We have to be clear going into the future. Musk is not doing things this way because he's an idiot, he's doing it because he is waging an ideological war. If he says something is waste and fraud, it's waste and fraud by definition. They don't care about whether there is waste and fraud, they just care about implementing their vision, and "reducing waste/fraud" is apparently the magic phrase that everyone agrees allows them to seize unchecked powers.


> skipping over security clearances

This is not accurate. Most jobs in the federal government, including at the treasury, do not require security clearances. You’re confusing background checks, which are very basic, with the different types of security clearances, which aren’t required for something like a financial audit.


I find the concept of ad hoc audits of the executive branch, by the executive branch, terrifying.
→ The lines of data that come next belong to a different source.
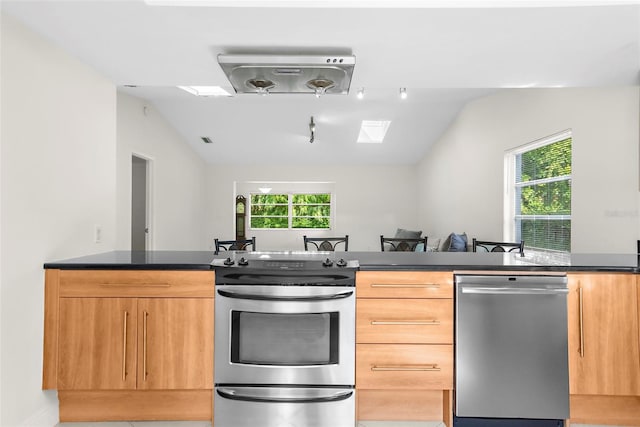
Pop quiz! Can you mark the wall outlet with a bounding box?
[94,225,102,243]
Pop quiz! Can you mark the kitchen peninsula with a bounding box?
[43,251,640,426]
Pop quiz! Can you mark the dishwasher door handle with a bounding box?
[461,286,569,295]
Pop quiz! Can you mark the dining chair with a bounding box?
[302,234,349,252]
[472,237,524,256]
[214,237,256,253]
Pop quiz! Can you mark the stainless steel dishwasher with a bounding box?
[454,273,569,427]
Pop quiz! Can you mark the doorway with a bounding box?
[131,155,150,251]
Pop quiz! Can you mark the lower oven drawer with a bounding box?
[213,387,356,427]
[356,344,453,390]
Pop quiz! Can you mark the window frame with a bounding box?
[503,129,573,254]
[247,191,335,231]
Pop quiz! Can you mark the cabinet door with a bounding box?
[568,273,640,395]
[138,298,213,389]
[57,298,136,390]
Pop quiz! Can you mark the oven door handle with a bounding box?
[218,289,353,301]
[216,388,353,403]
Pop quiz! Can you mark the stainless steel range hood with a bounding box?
[218,54,356,96]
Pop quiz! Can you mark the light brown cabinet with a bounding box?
[43,270,214,421]
[356,271,453,426]
[567,273,640,425]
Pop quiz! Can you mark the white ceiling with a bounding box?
[0,0,640,164]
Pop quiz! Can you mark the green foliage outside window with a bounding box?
[516,138,571,252]
[251,194,331,229]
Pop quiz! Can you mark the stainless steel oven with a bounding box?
[214,255,357,427]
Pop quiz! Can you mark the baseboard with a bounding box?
[20,405,58,427]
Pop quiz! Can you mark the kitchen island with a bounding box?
[43,251,640,426]
[44,251,640,273]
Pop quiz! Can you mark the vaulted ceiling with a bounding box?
[1,0,640,164]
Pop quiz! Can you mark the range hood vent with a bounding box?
[218,54,356,96]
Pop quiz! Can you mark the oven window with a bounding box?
[231,311,339,366]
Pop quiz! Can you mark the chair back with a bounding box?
[214,237,256,253]
[302,234,349,252]
[473,238,524,256]
[380,236,427,252]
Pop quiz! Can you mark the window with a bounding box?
[250,193,331,229]
[506,131,571,252]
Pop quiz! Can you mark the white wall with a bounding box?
[117,93,209,250]
[419,87,640,253]
[207,165,420,251]
[0,14,116,427]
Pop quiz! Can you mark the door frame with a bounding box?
[129,151,155,251]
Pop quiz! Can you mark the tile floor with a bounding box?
[56,421,636,427]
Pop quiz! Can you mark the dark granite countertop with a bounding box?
[44,251,640,273]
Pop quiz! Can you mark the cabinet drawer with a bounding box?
[356,344,453,390]
[356,298,453,344]
[60,270,215,298]
[356,271,453,298]
[357,390,443,425]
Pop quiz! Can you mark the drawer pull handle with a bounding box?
[371,363,442,372]
[142,311,149,382]
[371,320,440,326]
[99,282,171,288]
[122,311,129,381]
[371,283,440,289]
[578,288,584,357]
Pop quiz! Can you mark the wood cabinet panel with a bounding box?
[356,298,453,344]
[356,344,453,390]
[57,298,136,390]
[60,270,215,298]
[568,273,640,396]
[138,298,213,389]
[58,390,213,425]
[356,271,453,298]
[358,390,443,421]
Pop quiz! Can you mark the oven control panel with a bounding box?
[211,256,360,270]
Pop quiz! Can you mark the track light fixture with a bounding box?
[309,116,316,143]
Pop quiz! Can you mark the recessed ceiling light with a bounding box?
[178,86,231,96]
[358,120,391,144]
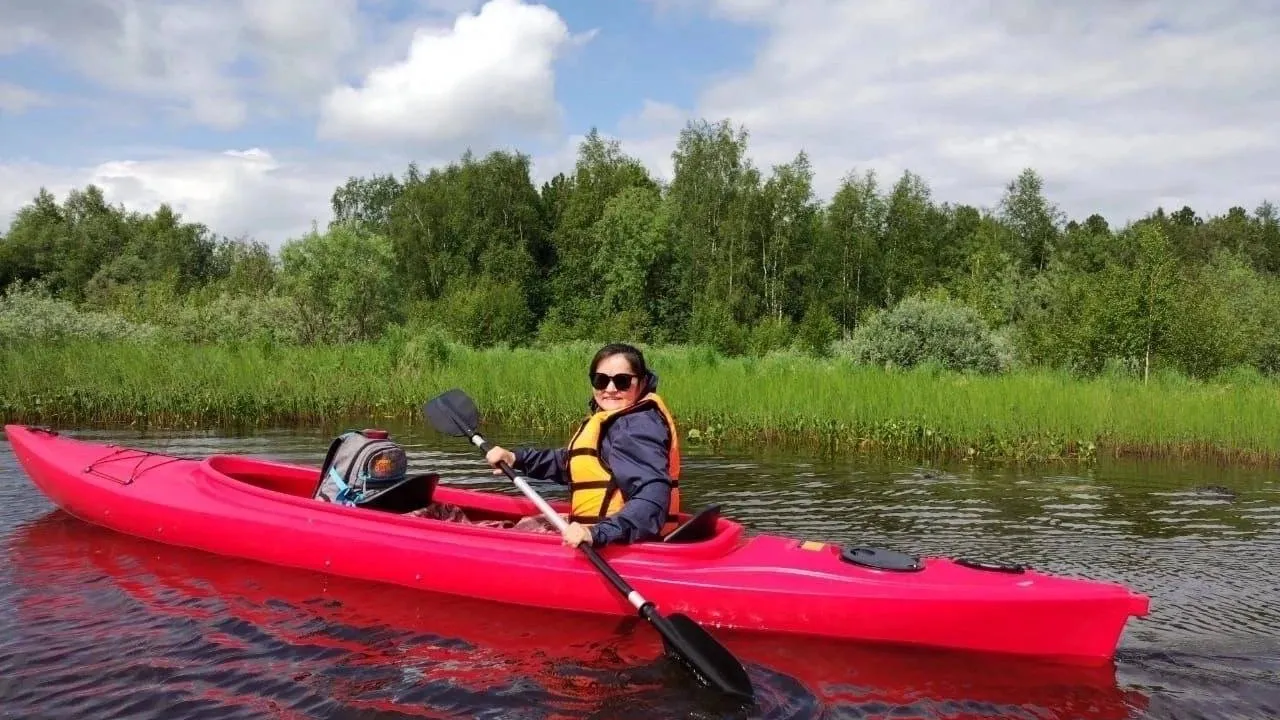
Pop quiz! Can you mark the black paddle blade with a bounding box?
[422,388,480,437]
[649,611,755,701]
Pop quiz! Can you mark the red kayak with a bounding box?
[5,425,1149,665]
Especially when used to terminate congressionally-mandated programs.

I agree that we should lean into audits and responsibility. The good faith way to do that would be laws passed by congress and executed by the executive.

There is no possible spin that legitimizes current events. I would say we have a constitutional crisis, but it seems like the blitzkreig was successful and the constitution became irrelevant.


I don't follow this logic, I would in fact expect the executive branch to be auditing the executive branch. What congressionally mandated program was terminated?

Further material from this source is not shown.